Recap of scene 1: Paul got to work at 6 AM. At 6:10 AM, when Erik showed up, Paul realized that he looked at the schedule wrong and didn't have to be to work until 7 AM. The day turned out to therefore be almost an hour and a half longer than it should have been.
SCENE 2
It's 9.5 hrs later. Paul is just getting off work. After missing one bus, he finally got on a packed bus. 20 minutes later, he exits the bus and heads towards Jewel-Osco...
Paul: (Thinking to himself) My ass is still wet! I hope that was just rainwater from yesterday on the bus seat.
Paul enters Jewel. After picking up his purchases and paying, he heads to customer service to get 2 rolls of quarters. An old women stands at customer service while looking desperately through her grocery cart that is littered with used / reused plastic grocery bags.
Old woman: OH NO!
Paul: Oh shit. Everytime I need to go to customer service, there is some old woman there making a stink about something. What could it possibly be this time??

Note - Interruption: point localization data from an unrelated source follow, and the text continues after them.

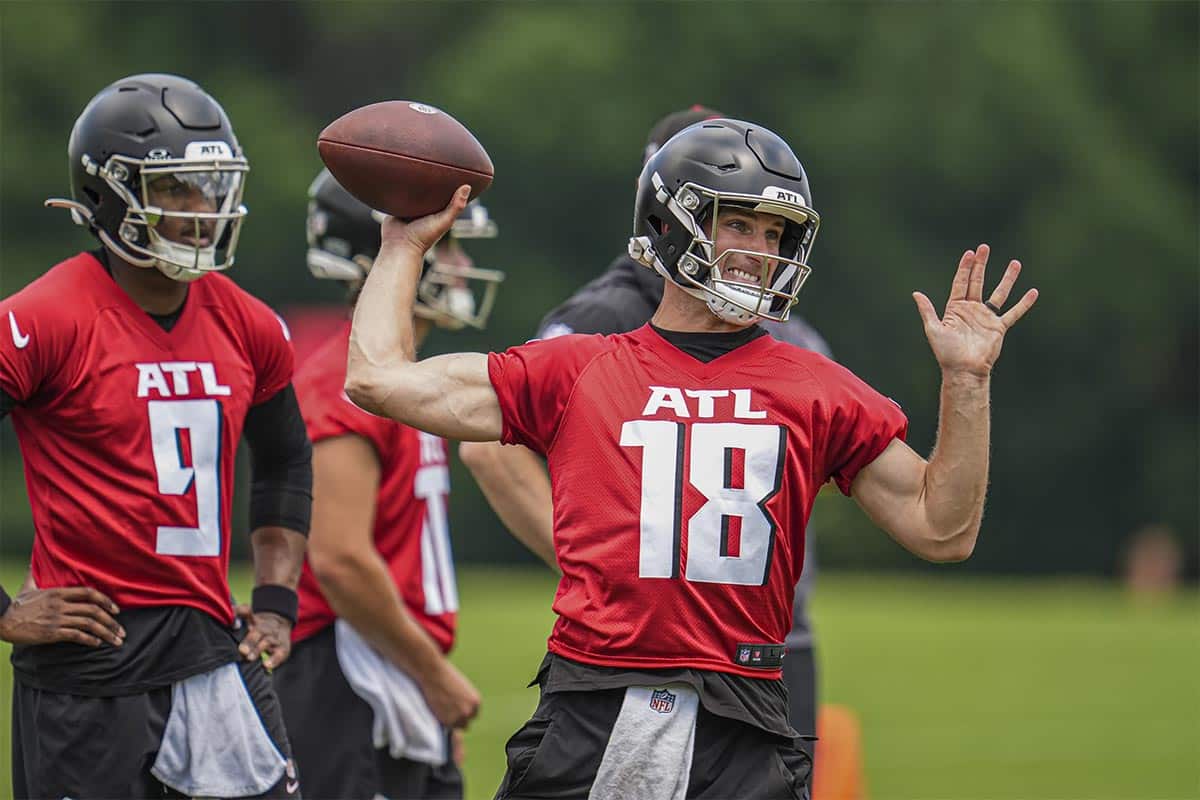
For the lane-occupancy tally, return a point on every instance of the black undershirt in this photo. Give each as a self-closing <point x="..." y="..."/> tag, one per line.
<point x="707" y="347"/>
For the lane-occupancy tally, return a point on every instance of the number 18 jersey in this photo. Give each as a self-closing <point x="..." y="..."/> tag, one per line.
<point x="682" y="488"/>
<point x="129" y="432"/>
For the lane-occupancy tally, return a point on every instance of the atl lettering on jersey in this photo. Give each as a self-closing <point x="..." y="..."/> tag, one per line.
<point x="682" y="488"/>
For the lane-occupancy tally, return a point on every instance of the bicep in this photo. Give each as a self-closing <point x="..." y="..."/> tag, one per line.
<point x="346" y="482"/>
<point x="449" y="395"/>
<point x="891" y="489"/>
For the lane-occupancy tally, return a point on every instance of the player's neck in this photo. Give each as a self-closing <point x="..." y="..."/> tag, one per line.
<point x="682" y="312"/>
<point x="150" y="289"/>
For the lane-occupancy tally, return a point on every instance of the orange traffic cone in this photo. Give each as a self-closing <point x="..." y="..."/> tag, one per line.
<point x="839" y="774"/>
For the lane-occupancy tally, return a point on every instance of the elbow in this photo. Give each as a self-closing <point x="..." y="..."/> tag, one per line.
<point x="334" y="570"/>
<point x="954" y="548"/>
<point x="479" y="456"/>
<point x="364" y="389"/>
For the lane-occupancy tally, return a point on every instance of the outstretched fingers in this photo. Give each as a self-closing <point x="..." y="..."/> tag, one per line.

Enter stage left fat cow Jewel employee with fake red hair. After obviously seeing 2 people, including an old woman, at her customer service stand, she walks right past and barks commands to some of her employees.
She then approaches the stand and speaks to the woman.
Fat cow: Yeah, what do you want?
Old woman: I spent $90 here.
Fat cow: Yes, that's nice. What's your point? What do you want?
Old woman fumbles with a tied plastic bag. Her old, shriveled, arthritic hands can't open the bag.
Old woman: Here, open this!
Fat cow rips the bag open without even trying to untie it. Inside the bag is 3 roles of adhesive tape.
Old woman: I want to return this. I don't have a receipt. I spent $90 here. They don't work.
Paul: Oh my f***ing gawd! Why does this ALWAYS happen to me.
Fat cow: What do you mean they don't work?
Old woman: They don't open.
Fat cow: Yes they do, see this green thing here? You pull up...
Old woman: Don't you tell me they work! I don't want them. They're old. They're all old and obviously not good anymore. Just give me my money back, I don't want them.
Fat cow: Whatever, you obviously are the expert. You know what you're talking about. But they work.
Old woman: Don't work!
Fat cow: That's nice. What's your point?
Old woman: I've been coming here for 36 years. Don't give me attitude. I come all the way from Dempster.
Fat cow: Yeah? So do I. What's your point.
Old woman: You drive. I take a PACE bus.
Fat cow: What's your point? Here's your money back.
Fat cow slams money on counter in front of old woman.
Fat cow turns to Paul.
Fat cow: Can I help you?
Paul: Can I have 2 rolls of quarters?
Fat cow: I can sell you 2.
Paul: **blank stare** THAT'S FINE.
Paul exits the store exasperated. It's been a long day. About 3 blocks away from Jewel and about 2 blocks from home, he stops.
Paul: F***! I forgot lettuce. I've got to go to the other Jewel. DAMMIT!